"Hey, don't take my meatbun, you stupid dragon!" It was the beginning of another lively day, along the never ending road west.

"Now, now Goku. Don't you think Hakuryuu deserves something to eat. Afterall, he doesn't have to turn back into a jeep, and he could just leave us to walk, if we don't treat him fairly." Hakkai replied, very level headedly.

"But-" Goku was about to complain when …

"Stop whining, you stupid monkey! You won't starve, when you eat constantly, like you do!" Sanzo growled, briefly looking up from his newspaper. He was reading it again, instantly after he yelled at Goku.

"When's Gojyo gonna get back with the groceries?" Goku whined miserably.

"I wouldn't count on him coming back soon, Goku. He'll probably get distracted along the way, like he did that last time. Remember? Let's just hope he doesn't almost get us killed." Hakkai said. Goku scowled at the floor.

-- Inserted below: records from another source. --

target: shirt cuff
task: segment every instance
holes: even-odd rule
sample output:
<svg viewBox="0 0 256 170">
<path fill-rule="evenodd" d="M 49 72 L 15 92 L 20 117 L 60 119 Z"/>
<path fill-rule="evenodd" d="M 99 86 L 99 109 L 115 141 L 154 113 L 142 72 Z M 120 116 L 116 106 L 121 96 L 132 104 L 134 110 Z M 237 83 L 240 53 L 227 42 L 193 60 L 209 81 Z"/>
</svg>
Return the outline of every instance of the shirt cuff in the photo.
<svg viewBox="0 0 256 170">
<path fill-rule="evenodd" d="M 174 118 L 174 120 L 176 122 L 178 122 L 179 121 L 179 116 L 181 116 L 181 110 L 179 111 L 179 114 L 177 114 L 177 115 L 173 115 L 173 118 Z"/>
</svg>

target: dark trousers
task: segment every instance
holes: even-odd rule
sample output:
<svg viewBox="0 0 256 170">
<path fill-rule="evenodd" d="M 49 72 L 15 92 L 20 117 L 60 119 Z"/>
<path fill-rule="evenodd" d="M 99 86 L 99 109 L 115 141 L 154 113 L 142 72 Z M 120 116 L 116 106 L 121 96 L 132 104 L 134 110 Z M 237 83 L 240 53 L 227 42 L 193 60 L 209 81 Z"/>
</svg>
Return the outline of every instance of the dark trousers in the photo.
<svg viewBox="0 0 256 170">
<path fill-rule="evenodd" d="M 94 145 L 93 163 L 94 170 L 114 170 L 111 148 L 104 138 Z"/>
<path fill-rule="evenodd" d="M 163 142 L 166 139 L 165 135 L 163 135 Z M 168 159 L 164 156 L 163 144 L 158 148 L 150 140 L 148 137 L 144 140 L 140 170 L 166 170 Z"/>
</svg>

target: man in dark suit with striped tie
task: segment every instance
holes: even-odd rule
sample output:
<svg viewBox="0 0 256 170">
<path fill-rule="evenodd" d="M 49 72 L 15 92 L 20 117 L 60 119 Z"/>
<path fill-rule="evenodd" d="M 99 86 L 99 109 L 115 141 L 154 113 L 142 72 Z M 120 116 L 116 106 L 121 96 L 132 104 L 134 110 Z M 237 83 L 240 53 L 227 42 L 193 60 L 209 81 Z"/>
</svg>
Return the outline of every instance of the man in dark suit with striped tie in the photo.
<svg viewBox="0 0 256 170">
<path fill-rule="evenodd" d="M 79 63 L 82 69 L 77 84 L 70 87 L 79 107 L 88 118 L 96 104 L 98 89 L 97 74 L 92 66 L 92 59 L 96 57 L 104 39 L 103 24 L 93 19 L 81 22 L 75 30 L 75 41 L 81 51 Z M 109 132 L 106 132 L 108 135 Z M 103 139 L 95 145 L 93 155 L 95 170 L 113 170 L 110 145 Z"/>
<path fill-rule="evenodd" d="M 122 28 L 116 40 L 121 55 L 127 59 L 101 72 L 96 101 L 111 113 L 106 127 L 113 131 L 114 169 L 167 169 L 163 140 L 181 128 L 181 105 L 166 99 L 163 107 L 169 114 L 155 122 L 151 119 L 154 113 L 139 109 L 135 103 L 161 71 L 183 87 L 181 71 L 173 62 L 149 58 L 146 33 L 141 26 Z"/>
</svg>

"No, the pervert probably just stopped to fuck someone before he came back." Sanzo glanced up one more time from the newspaper: the center of his attention.

"Do you think he'll get more meatbuns?" Goku moaned, just loud enough for Hakkai to hear.

"He'd better because that was the first thing I put on the list."

"No, he'd better because I'll kill him if he doesn't and I have to hear that animal whine all day tomorrow!" Sanzo interrupted their intentionally private conversation, "Did you put cigarettes on there?"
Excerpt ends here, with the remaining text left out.